Another nice surprise in re-watching Luke was catching the emotional punch that had eluded me on earlier viewings. I always took Luke for a cipher; a walking metaphor for the death of the individual without much of a backstory. But, in one of the film’s key scenes, Luke's mother, Arletta (the great Jo Van Fleet) comes to visit; the ensuing scene is an absolute beauty, giving us a perfect picture of Luke’s restless life through a few minutes of casual conversation. She remains prone in a truck bed throughout their meeting, and it’s clear that she’s come to see her troubled child one last time. With so many famous lines (Strother Martin’s delivery of the classic “…failure to communicate” line made him one of the most popular characters in Hollywood) and scenes (50 eggs, car wash, road tarring, et al) this quiet moment can too easily slip under people’s radar, but it shows what a fine screen actor Paul Newman could be when he wasn’t tempted by any of his more overripe ‘smile & wink’ gestures; an affliction that nearly derails an otherwise fine picture like Harper (’66) several times. But watch Newman in the scene immediately after hearing of Arletta’s death in a telegram; he picks up the banjo that she had given him during her visit and walks over to a bunk and begins to sing “Plastic Jesus” to himself. It may be Newman’s finest moment on film, showcasing a subtlety too seldom found in the first half of his career.

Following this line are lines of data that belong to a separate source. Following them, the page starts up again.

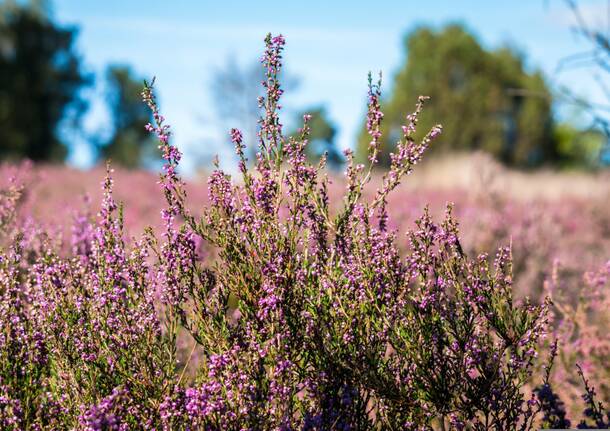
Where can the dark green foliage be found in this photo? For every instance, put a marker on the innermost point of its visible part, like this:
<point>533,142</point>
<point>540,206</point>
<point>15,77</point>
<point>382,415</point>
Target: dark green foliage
<point>40,83</point>
<point>485,99</point>
<point>321,137</point>
<point>129,141</point>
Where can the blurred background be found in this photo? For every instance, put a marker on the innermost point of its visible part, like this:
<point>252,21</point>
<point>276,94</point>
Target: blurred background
<point>523,82</point>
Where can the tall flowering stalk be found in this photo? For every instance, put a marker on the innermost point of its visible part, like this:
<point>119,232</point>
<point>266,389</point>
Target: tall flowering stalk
<point>310,319</point>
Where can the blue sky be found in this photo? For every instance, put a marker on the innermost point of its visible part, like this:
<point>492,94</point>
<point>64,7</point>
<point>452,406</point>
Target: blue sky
<point>331,46</point>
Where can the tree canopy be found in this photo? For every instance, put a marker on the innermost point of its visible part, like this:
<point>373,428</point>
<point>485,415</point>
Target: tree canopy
<point>321,137</point>
<point>40,82</point>
<point>129,142</point>
<point>486,100</point>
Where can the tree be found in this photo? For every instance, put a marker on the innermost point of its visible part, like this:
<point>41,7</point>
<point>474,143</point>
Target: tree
<point>322,136</point>
<point>472,92</point>
<point>40,82</point>
<point>129,142</point>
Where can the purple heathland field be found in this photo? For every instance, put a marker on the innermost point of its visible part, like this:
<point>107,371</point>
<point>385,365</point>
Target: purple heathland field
<point>290,298</point>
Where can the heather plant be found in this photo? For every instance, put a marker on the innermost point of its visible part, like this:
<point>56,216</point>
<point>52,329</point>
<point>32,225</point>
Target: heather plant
<point>113,356</point>
<point>271,308</point>
<point>580,325</point>
<point>309,319</point>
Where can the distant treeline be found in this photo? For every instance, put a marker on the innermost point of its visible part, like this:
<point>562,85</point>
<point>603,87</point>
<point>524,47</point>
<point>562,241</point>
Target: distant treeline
<point>486,100</point>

Conrad Hall’s beautiful, high-contrast cinematography and Rosenberg’s assured composition were nearly a hopeless cause when viewed in cropped form on television or VHS, but the new Blu-Ray disc finally gives people the chance to see the fine detail that had been lost even in its previous standard-def DVD incarnation. Unlike several older catalog titles being overhauled for high-def disc, Luke hasn’t been victimized by over use of digital noise reduction – a process applied by studios to hammer out film grain (much of which was present from the moment light was first exposed to the celluloid) and give older films an image more recognizable to audiences raised on Michael Bay. When applied with restraint, as with Columbia’s The Professionals, the results are stunning, with vibrant colors and rich detail within each frame. When too much is applied, as with Fox’s Patton, the results are digital-clean, but human figures take on a waxy appearance, resulting in a cruely ironic loss of fine detail. Thankfully, Luke resides in the former camp, with a nicely warm, film-like appearance that reflects the look intended by Rosenberg and Hall. A better evocation of the warm summer sun on 35mm film is difficult to find. Also included are a reasonably informative commentary track by Newman biographer Eric Lax, a 30min documentary featuring many of the supporting cast (including Kennedy, Antonio, James, and Zerbe) which finally addresses how Lalo Schifrin's music for the road tarring sequence wound up as the Eyewitness News theme, and the original theatrical trailer.